Salah satu yang menjadi perhatian Khofifah, mantan Menteri Sosial itu, ialah kemerosotan partisipasi perempuan dalam industri sains, teknologi, engineering, dan matematika (STEM). Padahal, secara nominal, perempuan mendominasi program studi STEM di perguruan tinggi. Persentase perempuan mahasiswa matematika 58 persen, kimia 69 persen, kedokteran 73 persen, biologi 81 persen, dan farmasi 88 persen. Perempuan hanya kalah di fisika dengan persentase 39 persen.

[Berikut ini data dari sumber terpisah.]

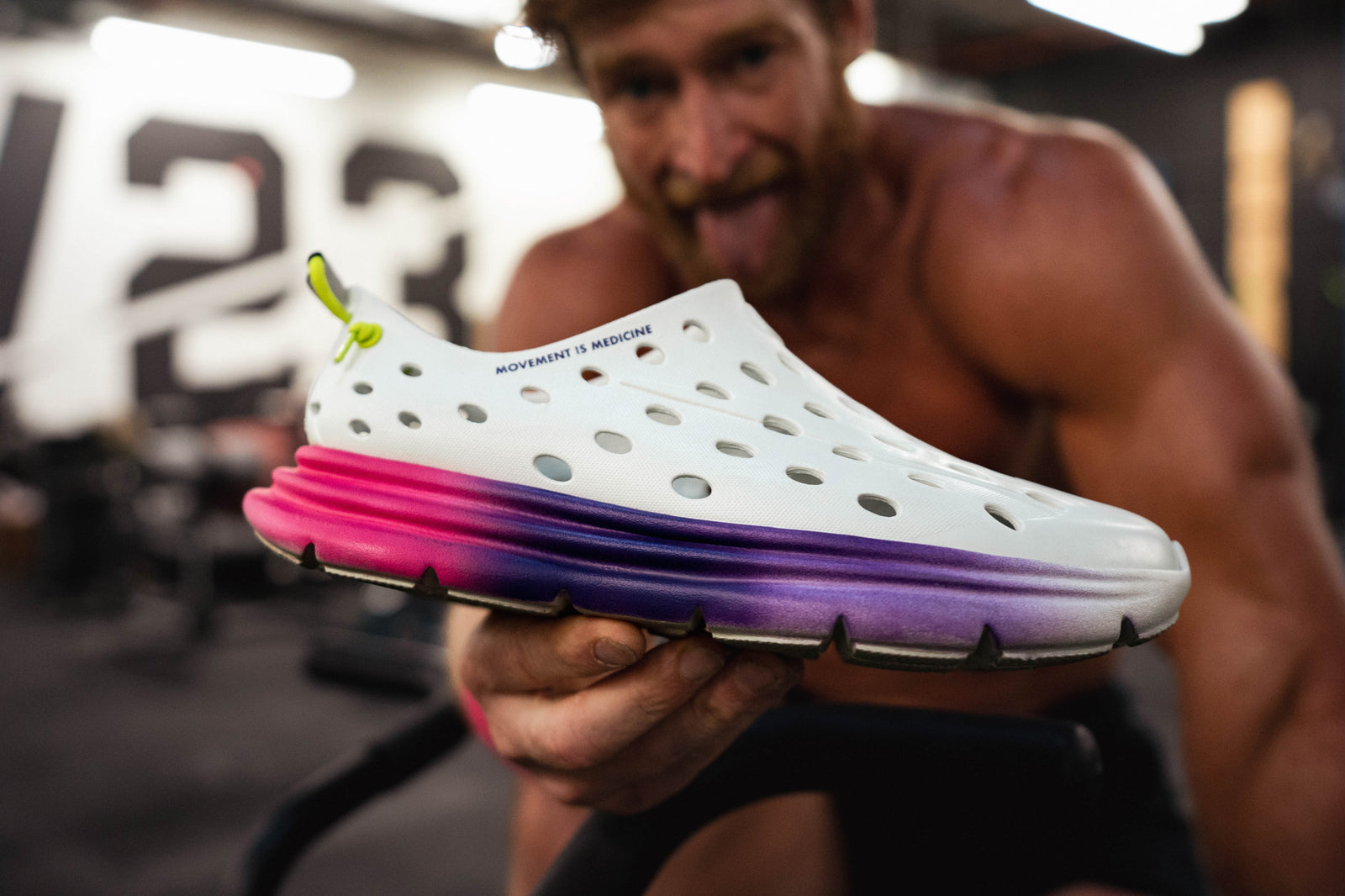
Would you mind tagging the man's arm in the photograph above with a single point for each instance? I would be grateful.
(1064, 268)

Masalahnya, lanjut Khofifah yang juga mantan Menteri Negara Pemberdayaan Perempuan, selepas perguruan tinggi, tak banyak perempuan yang kemudian masuk dalam industri STEM seperti saat kuliah. Hanya 1 dari 5 perempuan yang masuk ke industri STEM. Hanya 1 dari 4 perempuan yang tetap menjadi peneliti atau ilmuwan STEM.
“Namun, dalam dunia ekonomi kreatif, tenaga kerja perempuan lebih dominan,” kata Khofifah. Di sektor ini, sejak 2011, komposisi tenaga kerja perempuan berada dalam kisaran 53-58 persen atau lebih banyak dari lelaki. Sektor ini diprediksi dapat berkontribusi senilai Rp 1.000 triliun.
Dari berbagai kondisi tadi, lanjut Khofifah, perlu gerakan bersama yang dapat menyelaraskan kebijakan eksekutif dan legislatif agar tidak bias terhadap perempuan. Perempuan tetap perlu diberi kesempatan yang luas untuk meningkatkan kapasitasnya dalam kepemimpinan.